"Look to your comrades; let not one of your fellows who has a spark of life escape your care. For the other carrion, fling it overboard, no matter whether it be dead or living."
These words I heard, for at that moment I was waking from my trance.
CHAPTER XVII.
I AM SHOT OUT OF ONE SHIP AND CRAWL INTO ANOTHER, WITH WHAT ADVANTAGE MAY YET BE SEEN.
My first feeling on recovering consciousness was of a great weight oppressing me, and this I presently found was due to two dead men lying athwart me, where they had fallen in their last agony. Using all my strength, it was as much as I could do to thrust him off—one fellow lying across my breast with his shoulder against my throat, and the other again across my middle, his arms thrown out upon the first.
The cause of my weakness was not that blow that had felled me, but the loss of blood from two wounds—one in my thigh and the other in the thick of my arm—which I had received without any knowledge on my part, and now for the first time discovered by my clothes being glued to those parts and a great smarting when I struggled to free myself from the weight of the dead bodies.
Being once more able to breathe freely, I lay back on the deck exhausted and faint with the effort, and slowly brought back to my mind what had happened. The silence on board, save for the sound of reveling from the black ship alongside, told me that the battle was over; and it needed but little to convince me how the fight had ended; but, thinking of my dear Lady Biddy, I presently set my hands, all stiff and sticky with blood, on the deck, and raised myself up, looking towards the coach. Then it was I saw Rodrigues and heard him order his men to cast all us poor fellows, whom he termed carrion, overboard, without regard to our being dead or living. Then, once more, a weariness as of death coming over me, I fell again on my back, with a giddiness in my head and despair at heart, which robbed me of all vigor, while the stench of spilled blood made my bowels heave with sickness. The pirates, coming now to clear the deck, took up one poor corpse, lifted him on to the bulwarks, and so bundled him over; and in this wise three or four more, when, seeing the labor before them, one fetched from below the wooden gangway wherewith they slide merchandise from a wharf down into a ship, which they now thrust through one of the upper deck gun-ports, making it fast with cords. This way, with less trouble and much quicker, they shot the "carrion" into the water, taking no heed if some poor wretch but slightly wounded did cry for pity and mercy, except by inhuman laughter and fiendish jests.
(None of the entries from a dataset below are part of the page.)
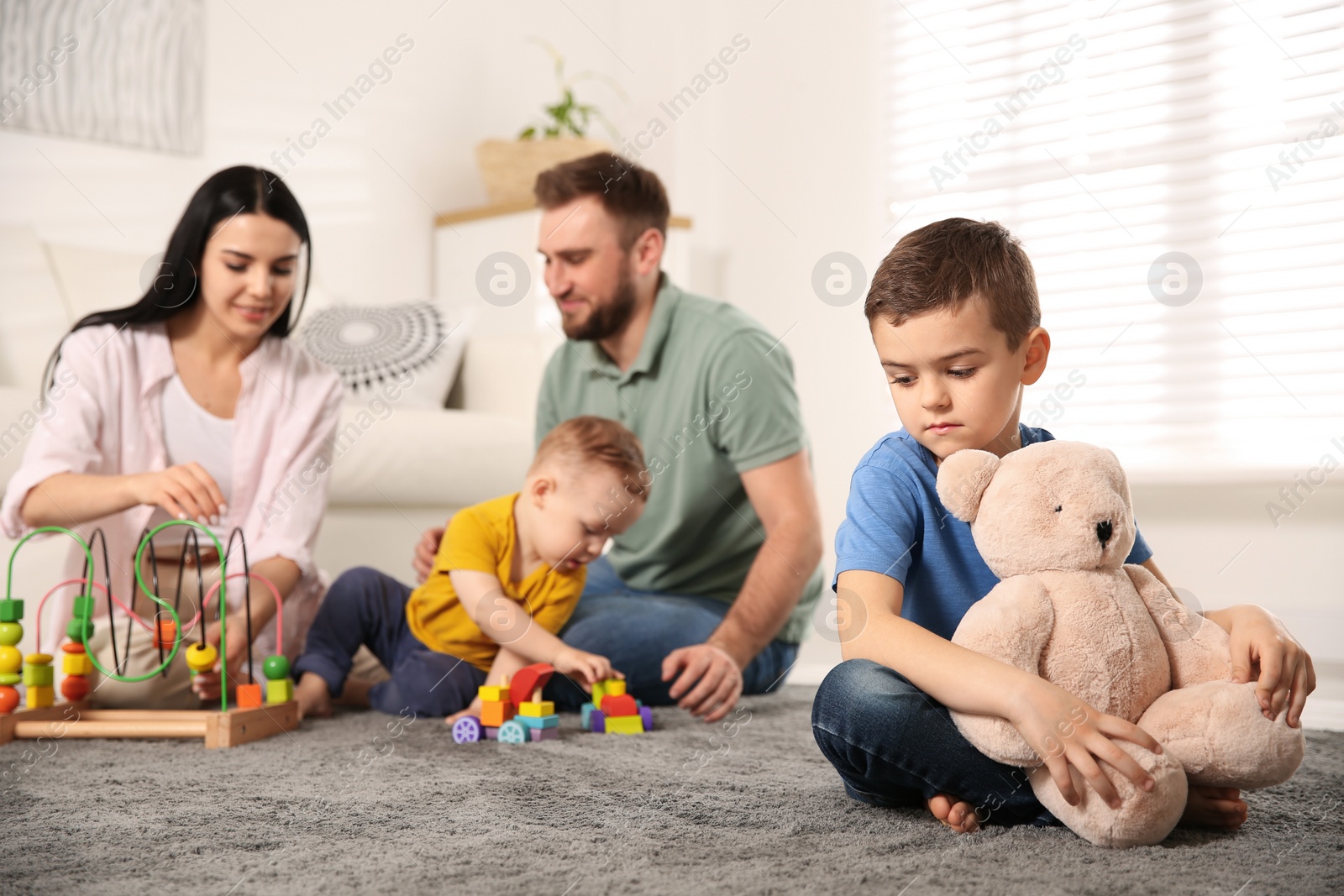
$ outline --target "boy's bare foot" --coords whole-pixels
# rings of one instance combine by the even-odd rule
[[[964,799],[957,799],[949,794],[938,794],[925,801],[933,817],[958,834],[969,834],[980,830],[980,819],[976,817],[976,807]]]
[[[332,715],[327,680],[314,672],[305,672],[294,685],[294,700],[298,701],[300,719],[325,719]]]
[[[341,689],[340,696],[336,697],[336,703],[343,707],[362,707],[367,709],[368,692],[372,686],[372,681],[364,681],[363,678],[345,678],[345,686]]]
[[[1235,787],[1191,786],[1180,823],[1185,827],[1236,830],[1246,823],[1246,801],[1241,797]]]

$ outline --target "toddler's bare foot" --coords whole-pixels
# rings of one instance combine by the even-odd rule
[[[976,807],[964,799],[957,799],[949,794],[938,794],[925,801],[933,817],[958,834],[969,834],[980,830],[980,819],[976,817]]]
[[[305,672],[294,685],[294,700],[298,701],[300,719],[325,719],[332,715],[327,680],[314,672]]]
[[[343,707],[362,707],[368,708],[368,692],[372,689],[374,682],[364,681],[363,678],[345,678],[345,686],[341,689],[340,696],[336,697],[336,703]]]
[[[1185,827],[1236,830],[1246,823],[1246,801],[1235,787],[1191,786],[1180,823]]]

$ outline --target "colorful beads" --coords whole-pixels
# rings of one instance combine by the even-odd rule
[[[82,647],[83,645],[75,645]],[[89,654],[81,650],[79,653],[69,652],[60,658],[60,670],[67,676],[91,676],[93,674],[93,660]]]
[[[70,703],[79,703],[89,696],[86,676],[93,674],[93,660],[82,643],[63,643],[60,650],[66,654],[60,658],[60,670],[66,673],[60,680],[60,696]]]
[[[196,642],[187,647],[187,668],[192,672],[210,672],[219,660],[219,652],[212,645]]]
[[[294,699],[294,682],[277,678],[266,682],[266,703],[289,703]]]
[[[50,688],[55,681],[56,670],[51,668],[51,656],[46,653],[30,653],[23,658],[23,684],[32,688]]]
[[[270,681],[277,678],[289,677],[289,660],[281,656],[266,657],[266,662],[261,664],[261,673],[266,676]]]

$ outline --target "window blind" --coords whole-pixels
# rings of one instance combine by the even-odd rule
[[[1023,422],[1154,480],[1344,465],[1340,5],[887,15],[890,239],[966,216],[1023,240],[1052,337]]]

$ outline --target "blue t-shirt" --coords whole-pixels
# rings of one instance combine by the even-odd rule
[[[1023,423],[1021,443],[1055,437]],[[943,638],[952,638],[970,604],[989,594],[999,576],[989,571],[970,524],[952,516],[935,486],[933,451],[906,430],[882,437],[849,480],[845,519],[836,532],[835,590],[841,572],[868,570],[905,586],[900,615]],[[1125,563],[1153,556],[1134,527],[1134,548]]]

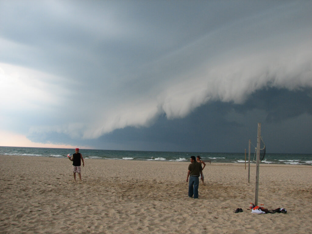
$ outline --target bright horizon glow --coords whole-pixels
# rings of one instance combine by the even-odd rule
[[[26,136],[7,131],[0,130],[0,146],[8,147],[33,147],[38,148],[59,148],[75,149],[76,146],[68,144],[56,144],[33,142]],[[90,149],[86,146],[78,147],[81,149]]]

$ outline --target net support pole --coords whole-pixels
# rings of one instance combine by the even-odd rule
[[[258,194],[259,190],[259,164],[260,164],[260,141],[261,138],[261,123],[258,123],[257,136],[257,161],[256,163],[256,188],[255,189],[255,205],[258,205]]]
[[[245,149],[245,170],[246,170],[246,149]]]
[[[250,179],[250,139],[249,139],[248,145],[248,183]]]

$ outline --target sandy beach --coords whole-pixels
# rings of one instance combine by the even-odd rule
[[[67,158],[0,155],[0,233],[312,233],[312,167],[207,164],[198,199],[189,163],[85,159],[81,182]],[[235,213],[237,208],[243,212]]]

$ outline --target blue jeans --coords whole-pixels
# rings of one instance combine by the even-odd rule
[[[190,176],[188,182],[188,196],[192,197],[194,195],[194,198],[198,198],[198,186],[199,179],[196,176]]]

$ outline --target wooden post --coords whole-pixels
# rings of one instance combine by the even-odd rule
[[[250,178],[250,139],[249,139],[248,146],[248,183]]]
[[[245,170],[246,170],[246,149],[245,149]]]
[[[258,194],[259,190],[259,164],[260,163],[260,141],[261,137],[261,123],[258,123],[257,136],[257,162],[256,163],[256,188],[255,189],[255,205],[258,205]]]

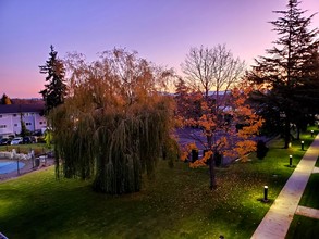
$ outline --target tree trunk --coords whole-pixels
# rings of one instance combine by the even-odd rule
[[[210,185],[209,188],[216,189],[217,184],[216,184],[216,174],[214,174],[214,158],[211,155],[209,159],[209,179],[210,179]]]
[[[296,139],[297,140],[300,139],[300,127],[299,126],[297,126],[297,137],[296,137]]]
[[[284,124],[284,149],[290,148],[291,142],[291,121],[289,114],[286,113],[285,124]]]

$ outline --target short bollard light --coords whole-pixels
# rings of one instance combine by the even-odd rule
[[[263,186],[263,202],[268,202],[268,186]]]

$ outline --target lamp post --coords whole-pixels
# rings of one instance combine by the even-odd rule
[[[263,186],[263,202],[268,202],[268,186]]]

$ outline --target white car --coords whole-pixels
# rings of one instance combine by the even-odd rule
[[[11,141],[11,146],[22,144],[22,143],[23,143],[23,138],[22,138],[22,137],[15,137],[15,138],[12,139],[12,141]]]

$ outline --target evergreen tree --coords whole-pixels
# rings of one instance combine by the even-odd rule
[[[57,58],[58,52],[54,51],[53,46],[50,47],[49,60],[46,65],[39,66],[41,74],[47,74],[45,85],[46,89],[39,93],[42,95],[46,113],[48,114],[53,108],[62,104],[65,98],[66,85],[64,84],[65,70],[63,62]]]
[[[291,142],[291,124],[296,123],[295,120],[300,121],[295,115],[308,113],[305,99],[309,95],[304,89],[318,81],[310,74],[316,67],[311,60],[318,52],[318,32],[308,30],[314,14],[305,17],[306,11],[298,8],[299,3],[297,0],[290,0],[285,11],[274,11],[281,16],[270,23],[279,38],[273,42],[273,48],[266,50],[267,56],[256,60],[256,65],[248,75],[253,83],[263,88],[258,98],[263,102],[267,100],[282,116],[284,148],[289,148]],[[318,96],[316,100],[318,102]]]
[[[12,104],[11,99],[5,93],[2,95],[1,104]]]

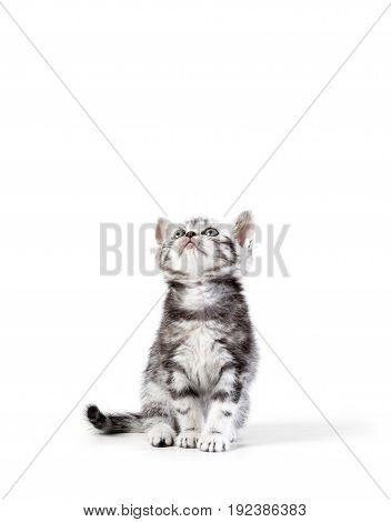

Two or three rascals came and carried off the corpses I had thrust from me, and then I knew my turn was come, and naught could save me, for I had no strength to help myself. And back came those two (who were new hands and so did not recognize me), and one kicking me over on my face, the other took up my legs by the knees, while the first laid hold of me by the shoulders, and so they bore me, like so much butcher's flesh to the cutting board, and flung me on to the slanting gangway. By this time the slope was all slippery with gore of blood, so that no sooner was I cast on than I slid down like a stone, and shot thence deep into the sea below.
Now, whether I owed it to the cold, invigorating virtue of the refreshing sea, the smarting anew of my wounds in the salt thereof, or the instinct which possesses nearly every creature to make one final struggle for existence in the presence of death, I can not say; only this I know, that no sooner had the waters closed over my head than energy returned to my spirit and strength to my limbs, and striking out manfully with my arms and legs, I shortly came to the surface of the water, not more than a couple of fathoms from the stern of the Faithful Friend.